Ma il “purchè se ne parli?” fa bene ai brand?
“Non c’è una spesa che non sia importante” è il claim del nuovo film pubblicitario di Esselunga per tv e cinema. Lo spot è stato ideato dall’agenzia SMALL di New York, girato tra le strade di Milano dal regista francese Rudi Rosenberg e prodotto da Indiana Production. Ha grosso modo la struttura narrativa di un “corto” ed è la storia di una (ex) famiglia tradizionale descritta attraverso gli occhi di una figlia di genitori separati.
In video arriva uno spaccato di vita ordinaria, che comincia all’interno di un punto vendita Esselunga da una madre alla ricerca di sua figlia che ritrova ammaliata e assorta a rimirare una pesca. Il frutto di fatto diviene il vero protagonista dello spot (e dell’hype digitale, ci arriveremo fra poco) che si conclude con un dolceamaro dialogo tra Emma e suo papà. Un film quindi ascrivibile alla categoria delle pubblicità emozionali che ha scatenato una eco enorme sui social da parte dei consumatori, persone che si affrontano – favorevoli e contrari – a colpi di post, hashtag, meme, like e dislike, mentre gli specialisti della comunicazione, sintetizzando il concetto e andando in fondo, si pongono una domanda fondamentale “ma la pubblicità (in quanto tale n.d.a.) non dovrebbe sostenere le vendite?”.
Quindi, se l’obiettivo di far parlare di sé è ampiamente centrato, si può affermare anche che brand awarness, store traffic e vendite dell’impero Caprotti ne beneficeranno?

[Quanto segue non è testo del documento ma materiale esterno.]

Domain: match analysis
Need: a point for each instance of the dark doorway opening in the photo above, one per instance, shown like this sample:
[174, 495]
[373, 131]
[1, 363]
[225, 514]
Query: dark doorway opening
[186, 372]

Concludendo, lo spot è un film educato, che affronta il compesso tema dei genitori separati vissuto con lo sguardo dell’innocenza: produzione che ad alcuni ricorda un’analoga esperienza IKEA (qui il video del 2016), esercizio meritevole anch’esso di attenta analisi. “Grazie al cielo non si può comprare la felicità. Non potremmo sopportarne gli annunci pubblicitari.” (Stan Lee).